Los personajes también tienen interacciones maravillosas entre ellos. Siempre influenciadas por su pasado, por supuesto. A veces lo conocemos de antemano y podemos casi anticiparlo y en otras ocasiones lo sabemos con posterioridad y podemos explicarnos solo entonces comportamientos o conclusiones que resultaban fuera de lugar. Entre estas relaciones me gustaría destacar las del equipo de investigación comandado por Elcano, que no se llama así, pero es el nombre que todos, menos su mujer, usan con él. Esas reuniones para contrastar datos me han recordado, ineludiblemente, a El Alienista, una de mis novelas policíacas favoritas. Cada uno con un rol muy particular e hilando los datos de uno con las deducciones de otro para llevar al grupo a conclusiones e hipótesis. Una delicia para los amantes del género.
El otro foco principal es una escuela de monjas. He leído en las notas finales que no existe, que es invención de la autora. Una pena porque me habría encantado visitarla, entrar en la capilla, pasear por el comedor e incluso echar un vistazo al cuarto de la ropa sucia por si se les ha escapado alguna pista. Las relaciones entre las niñas, de estas con las profesoras, de las religiosas entre ellas… Todo teje una tela de araña deliciosa de mentiras y confianzas, secretos y odios mal disimulados que te lleva a sentirte en El nombre de la rosa. Sin la pesada prosa de Eco, eso sí. Gracias a Dios.
Por lo tanto, la mejor manera de describir este libro es como si un hombre con el buen gusto por las palabras como fue Carlos Ruíz Zafón escribiese un híbrido entre El alienista y El nombre de la rosa. Eso, pero mucho más. Mucho amor imposible. Mucha lealtad bien y mal entendida. Mucha maldad y, en medio, una buena dosis de bondad. Muchos sueños imposibles que se van cumpliendo. Muchas historias sin relación que se entrecruzan bajo el techo de una escuela para niñas. Mucho azar que mueve la trama y los personajes como si de un titiritero loco se tratase. Porque Ogro es todo esto, pero, sobre todo, mucho más.

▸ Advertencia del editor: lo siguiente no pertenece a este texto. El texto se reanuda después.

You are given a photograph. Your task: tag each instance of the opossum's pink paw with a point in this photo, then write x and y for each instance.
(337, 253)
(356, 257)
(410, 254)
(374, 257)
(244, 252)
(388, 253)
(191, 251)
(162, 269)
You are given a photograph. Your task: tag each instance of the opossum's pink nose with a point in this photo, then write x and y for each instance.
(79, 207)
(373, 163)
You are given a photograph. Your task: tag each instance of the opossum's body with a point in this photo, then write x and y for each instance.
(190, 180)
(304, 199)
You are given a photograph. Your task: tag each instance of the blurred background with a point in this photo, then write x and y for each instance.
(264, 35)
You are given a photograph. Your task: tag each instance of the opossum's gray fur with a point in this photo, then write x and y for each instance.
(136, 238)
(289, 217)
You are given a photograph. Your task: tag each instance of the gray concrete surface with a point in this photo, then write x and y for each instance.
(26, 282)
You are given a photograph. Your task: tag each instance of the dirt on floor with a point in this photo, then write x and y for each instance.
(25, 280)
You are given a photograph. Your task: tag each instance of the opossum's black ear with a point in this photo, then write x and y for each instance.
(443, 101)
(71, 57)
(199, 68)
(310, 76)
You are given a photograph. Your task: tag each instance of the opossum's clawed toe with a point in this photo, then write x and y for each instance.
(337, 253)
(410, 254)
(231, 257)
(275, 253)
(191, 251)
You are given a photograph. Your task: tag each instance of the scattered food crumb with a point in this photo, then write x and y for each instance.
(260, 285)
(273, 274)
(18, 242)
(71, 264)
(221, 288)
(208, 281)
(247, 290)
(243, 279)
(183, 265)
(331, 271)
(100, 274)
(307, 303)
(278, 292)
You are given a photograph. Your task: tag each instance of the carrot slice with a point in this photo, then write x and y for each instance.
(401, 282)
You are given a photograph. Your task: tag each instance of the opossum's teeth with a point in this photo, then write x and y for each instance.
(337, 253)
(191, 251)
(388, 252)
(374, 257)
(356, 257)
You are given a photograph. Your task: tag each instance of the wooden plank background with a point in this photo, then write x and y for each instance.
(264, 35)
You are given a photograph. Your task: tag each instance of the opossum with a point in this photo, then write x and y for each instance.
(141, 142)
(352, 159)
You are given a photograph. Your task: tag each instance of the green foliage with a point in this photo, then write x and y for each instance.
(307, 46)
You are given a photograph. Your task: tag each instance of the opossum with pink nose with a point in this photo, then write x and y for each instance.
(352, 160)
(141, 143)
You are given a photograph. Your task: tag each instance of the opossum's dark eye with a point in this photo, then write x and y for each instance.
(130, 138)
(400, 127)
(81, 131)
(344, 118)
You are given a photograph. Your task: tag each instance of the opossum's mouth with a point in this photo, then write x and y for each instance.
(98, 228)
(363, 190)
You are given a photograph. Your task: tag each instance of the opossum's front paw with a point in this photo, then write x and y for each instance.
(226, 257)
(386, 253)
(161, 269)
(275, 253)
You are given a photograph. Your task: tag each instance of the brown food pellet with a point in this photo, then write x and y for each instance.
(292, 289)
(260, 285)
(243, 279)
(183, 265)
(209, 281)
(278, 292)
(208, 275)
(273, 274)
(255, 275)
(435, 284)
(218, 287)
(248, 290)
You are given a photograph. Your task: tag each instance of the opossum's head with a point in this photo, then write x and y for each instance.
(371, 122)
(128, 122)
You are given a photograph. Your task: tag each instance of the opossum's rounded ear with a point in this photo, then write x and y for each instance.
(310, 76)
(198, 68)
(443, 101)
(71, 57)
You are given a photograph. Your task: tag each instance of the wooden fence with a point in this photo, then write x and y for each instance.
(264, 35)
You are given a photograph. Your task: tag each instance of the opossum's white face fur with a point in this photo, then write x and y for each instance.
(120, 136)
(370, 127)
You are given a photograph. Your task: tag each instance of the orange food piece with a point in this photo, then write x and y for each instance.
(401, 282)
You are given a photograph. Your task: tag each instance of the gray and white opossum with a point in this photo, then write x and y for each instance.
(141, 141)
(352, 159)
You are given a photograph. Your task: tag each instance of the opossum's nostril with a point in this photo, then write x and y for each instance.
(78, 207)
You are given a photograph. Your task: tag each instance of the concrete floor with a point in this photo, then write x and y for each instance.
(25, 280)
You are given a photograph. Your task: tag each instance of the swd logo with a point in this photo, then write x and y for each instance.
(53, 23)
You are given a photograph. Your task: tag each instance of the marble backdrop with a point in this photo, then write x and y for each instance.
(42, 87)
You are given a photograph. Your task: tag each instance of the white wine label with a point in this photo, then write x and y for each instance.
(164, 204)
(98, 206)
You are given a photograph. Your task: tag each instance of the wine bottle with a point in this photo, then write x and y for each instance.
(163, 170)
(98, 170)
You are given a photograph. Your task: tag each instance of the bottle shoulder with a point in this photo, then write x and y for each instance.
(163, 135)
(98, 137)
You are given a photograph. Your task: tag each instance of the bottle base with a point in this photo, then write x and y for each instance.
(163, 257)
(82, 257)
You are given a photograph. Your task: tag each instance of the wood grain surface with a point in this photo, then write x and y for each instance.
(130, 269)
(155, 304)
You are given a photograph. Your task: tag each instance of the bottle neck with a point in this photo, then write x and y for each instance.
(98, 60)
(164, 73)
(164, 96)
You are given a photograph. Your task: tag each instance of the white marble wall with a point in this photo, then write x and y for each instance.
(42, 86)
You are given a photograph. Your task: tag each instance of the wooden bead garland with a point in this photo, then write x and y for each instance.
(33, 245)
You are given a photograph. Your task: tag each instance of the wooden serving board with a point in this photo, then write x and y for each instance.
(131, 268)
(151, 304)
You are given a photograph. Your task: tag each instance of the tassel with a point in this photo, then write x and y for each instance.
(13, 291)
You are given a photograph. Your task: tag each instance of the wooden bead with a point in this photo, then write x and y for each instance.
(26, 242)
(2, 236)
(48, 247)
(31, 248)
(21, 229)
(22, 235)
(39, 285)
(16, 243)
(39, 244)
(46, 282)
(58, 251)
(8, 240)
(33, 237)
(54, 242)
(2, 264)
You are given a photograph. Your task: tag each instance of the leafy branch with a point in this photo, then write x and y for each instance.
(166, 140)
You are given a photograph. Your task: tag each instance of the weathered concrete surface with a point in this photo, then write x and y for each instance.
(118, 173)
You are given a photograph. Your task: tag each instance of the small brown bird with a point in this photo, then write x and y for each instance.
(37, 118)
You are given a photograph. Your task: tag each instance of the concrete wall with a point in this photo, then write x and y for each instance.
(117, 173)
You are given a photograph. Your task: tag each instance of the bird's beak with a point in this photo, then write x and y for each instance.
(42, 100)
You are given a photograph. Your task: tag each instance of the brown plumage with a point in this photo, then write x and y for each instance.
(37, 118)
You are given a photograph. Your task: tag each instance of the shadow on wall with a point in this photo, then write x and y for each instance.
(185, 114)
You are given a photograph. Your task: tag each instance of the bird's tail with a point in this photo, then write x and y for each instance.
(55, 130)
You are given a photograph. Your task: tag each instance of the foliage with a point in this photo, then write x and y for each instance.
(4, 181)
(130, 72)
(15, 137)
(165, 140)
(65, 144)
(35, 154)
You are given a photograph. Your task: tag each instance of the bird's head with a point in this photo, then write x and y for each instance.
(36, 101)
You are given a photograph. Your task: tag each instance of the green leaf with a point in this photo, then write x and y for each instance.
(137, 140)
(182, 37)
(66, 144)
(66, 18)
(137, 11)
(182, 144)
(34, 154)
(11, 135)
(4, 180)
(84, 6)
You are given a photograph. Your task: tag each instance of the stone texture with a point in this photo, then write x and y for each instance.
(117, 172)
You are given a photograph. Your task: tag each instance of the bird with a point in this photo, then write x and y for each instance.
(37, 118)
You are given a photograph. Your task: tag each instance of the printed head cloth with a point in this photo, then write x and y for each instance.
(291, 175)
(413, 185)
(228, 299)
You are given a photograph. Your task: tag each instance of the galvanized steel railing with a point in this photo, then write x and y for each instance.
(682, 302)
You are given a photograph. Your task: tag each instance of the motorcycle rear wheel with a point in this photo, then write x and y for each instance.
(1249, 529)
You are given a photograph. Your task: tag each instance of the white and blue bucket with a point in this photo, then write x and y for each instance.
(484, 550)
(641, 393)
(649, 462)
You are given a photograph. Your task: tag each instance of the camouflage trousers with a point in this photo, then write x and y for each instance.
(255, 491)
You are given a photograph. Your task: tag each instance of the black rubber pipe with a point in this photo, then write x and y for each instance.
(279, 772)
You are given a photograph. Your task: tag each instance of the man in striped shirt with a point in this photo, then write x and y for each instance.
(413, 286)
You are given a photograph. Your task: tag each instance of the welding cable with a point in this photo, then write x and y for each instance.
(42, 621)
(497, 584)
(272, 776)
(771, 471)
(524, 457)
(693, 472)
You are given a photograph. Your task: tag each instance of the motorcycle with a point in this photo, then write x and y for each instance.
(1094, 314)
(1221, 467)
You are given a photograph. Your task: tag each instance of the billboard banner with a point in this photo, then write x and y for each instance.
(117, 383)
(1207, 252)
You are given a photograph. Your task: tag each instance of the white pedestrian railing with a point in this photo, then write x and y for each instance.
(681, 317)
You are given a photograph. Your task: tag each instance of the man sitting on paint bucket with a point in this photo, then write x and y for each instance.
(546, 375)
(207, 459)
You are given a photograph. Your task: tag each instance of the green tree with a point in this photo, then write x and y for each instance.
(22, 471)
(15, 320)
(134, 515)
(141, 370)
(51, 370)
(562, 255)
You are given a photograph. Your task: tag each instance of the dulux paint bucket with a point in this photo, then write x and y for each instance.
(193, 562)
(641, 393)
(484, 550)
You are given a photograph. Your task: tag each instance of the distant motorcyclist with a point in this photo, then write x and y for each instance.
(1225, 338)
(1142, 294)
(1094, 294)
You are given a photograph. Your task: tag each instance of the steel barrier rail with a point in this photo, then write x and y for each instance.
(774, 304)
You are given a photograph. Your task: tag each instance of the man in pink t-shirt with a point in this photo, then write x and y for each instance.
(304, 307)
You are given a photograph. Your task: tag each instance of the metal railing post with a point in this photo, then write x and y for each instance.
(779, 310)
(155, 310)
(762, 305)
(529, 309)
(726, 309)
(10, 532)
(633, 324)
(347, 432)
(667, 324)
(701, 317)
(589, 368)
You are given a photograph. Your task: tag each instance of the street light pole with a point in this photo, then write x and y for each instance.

Solo puedo recomendaros que le deis una oportunidad. No es una obra ligera. Es extensa y requiere de cierta constancia, pero merece cada segundo que le dediquéis. No utiliza un vocabulario exageradamente rebuscado. Vamos, que no necesitaréis acudir al diccionario cada dos por tres. En cambio, utiliza palabras comunes combinadas de tal manera que todo cobra un nuevo significado. Muchos significados diferentes.
Así que hacedle un hueco en vuestra lista de lecturas. Lo merece. Es un libro que os marcará y os hará disfrutar de ese extraño placer que sentimos los lectores veteranos al darnos cuenta de que tenemos un libro excepcional entre las manos, que hay una comunicación continua con el escritor y su manera de ver la vida. Uno de esos ratos que, cuando los recuerdas, te hacen sonreír por el simple hecho de haberlos vivido, de haber estado allí. Una obra imprescindible.